Additionally, he said under normal circumstances, Customs requires business process outsourcing firms to keep the equipment used in their operations at their place of business. “We will waive this requirement for a specific period to facilitate working from home and for business continuity,” the finance minister said.

“We are in discussions with commercial banks for them to provide temporary cash flow support to businesses and consumers in affected sectors through deferral of principal payments, new lines of credit, and other measures.”

He also introduced what he termed the Covid Allocation of Resources for Employees (CARE) programme which has four elements:

a.) Business Employee Support and Transfer of Cash (BEST Cash), which will provide temporary cash transfer to businesses in targeted sectors based on the number of workers they keep employed;

b.) Supporting Employees with Transfer of Cash (SET Cash ), which will provide temporary cash transfer to individuals where it can be verified that they lost their employment since March 10 [the date of the first COVID-19 case in Jamaica] due to the COVID-19 virus.
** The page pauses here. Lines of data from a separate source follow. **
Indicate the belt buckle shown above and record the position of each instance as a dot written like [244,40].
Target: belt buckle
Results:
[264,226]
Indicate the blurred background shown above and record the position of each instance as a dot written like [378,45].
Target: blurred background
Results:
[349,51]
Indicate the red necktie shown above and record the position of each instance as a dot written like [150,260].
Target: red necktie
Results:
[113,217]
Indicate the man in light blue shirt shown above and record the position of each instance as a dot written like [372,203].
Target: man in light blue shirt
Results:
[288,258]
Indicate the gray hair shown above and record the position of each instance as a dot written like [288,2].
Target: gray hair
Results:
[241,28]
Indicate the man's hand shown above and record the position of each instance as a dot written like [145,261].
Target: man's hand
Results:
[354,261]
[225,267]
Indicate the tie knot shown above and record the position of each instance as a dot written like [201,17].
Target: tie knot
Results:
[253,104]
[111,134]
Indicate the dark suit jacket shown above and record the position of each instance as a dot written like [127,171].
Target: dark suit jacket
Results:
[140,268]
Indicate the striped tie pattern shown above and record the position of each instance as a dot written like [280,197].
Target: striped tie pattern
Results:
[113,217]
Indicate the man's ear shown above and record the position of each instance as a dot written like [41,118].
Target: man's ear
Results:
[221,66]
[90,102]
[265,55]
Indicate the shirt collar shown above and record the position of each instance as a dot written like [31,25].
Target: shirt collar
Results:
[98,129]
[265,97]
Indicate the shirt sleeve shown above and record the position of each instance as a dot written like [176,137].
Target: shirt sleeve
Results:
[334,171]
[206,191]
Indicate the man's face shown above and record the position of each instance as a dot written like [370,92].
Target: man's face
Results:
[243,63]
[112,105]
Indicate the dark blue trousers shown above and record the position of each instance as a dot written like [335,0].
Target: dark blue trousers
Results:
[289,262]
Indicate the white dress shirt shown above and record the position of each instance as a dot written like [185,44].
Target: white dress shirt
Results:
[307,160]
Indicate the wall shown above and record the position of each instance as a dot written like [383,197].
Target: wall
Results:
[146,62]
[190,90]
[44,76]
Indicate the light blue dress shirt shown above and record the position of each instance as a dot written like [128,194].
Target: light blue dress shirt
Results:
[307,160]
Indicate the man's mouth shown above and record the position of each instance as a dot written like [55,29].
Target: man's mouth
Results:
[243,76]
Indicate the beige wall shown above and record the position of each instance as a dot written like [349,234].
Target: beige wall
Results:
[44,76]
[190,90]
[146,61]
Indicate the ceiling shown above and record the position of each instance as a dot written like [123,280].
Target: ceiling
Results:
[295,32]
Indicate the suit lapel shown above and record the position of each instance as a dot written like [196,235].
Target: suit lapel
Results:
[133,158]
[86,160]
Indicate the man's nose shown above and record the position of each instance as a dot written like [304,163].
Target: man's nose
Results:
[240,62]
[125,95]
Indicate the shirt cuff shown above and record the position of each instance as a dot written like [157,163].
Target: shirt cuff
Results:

This will be available for a specific period;

c.) Special soft loan fund to assist individuals and businesses that have been hard hit; and

d.) Supporting the poor and vulnerable with special COVID-related grants.

“We are finalising details on the implementation and accountability mechanisms for these programmes which will be announced shortly. These measures will be implemented transparently with broad stakeholder involvement,” Clarke said.

Noting that an adverse economic impact from COVID-19 is unavoidable, the minister expanded that “The fiscal stimulus measures will give us the best opportunity for our eventual economic recovery.”

Meanwhile, he urged legislators to cooperate with the Administration to pass a third supplementary budget for the financial year 2019/20, as the Government will need to make budgetary reallocations in a manner that reflects its response to the COVID-19 outbreak and direct available and unutilised amounts to the contingencies fund for use.

“This will better prepare Jamaica to weather the economic effect of COVID-19 in 2020/21,” he said.

“Very early in the new financial year we will table the first supplementary estimates for 2020/21 that will be geared specifically towards accommodating the expenditure side of the fiscal stimulus,” he said. “We would like to get these funds out early and so, again, I will be requesting the forbearance of parliamentary colleagues for a swift process that is responsive to the circumstances.”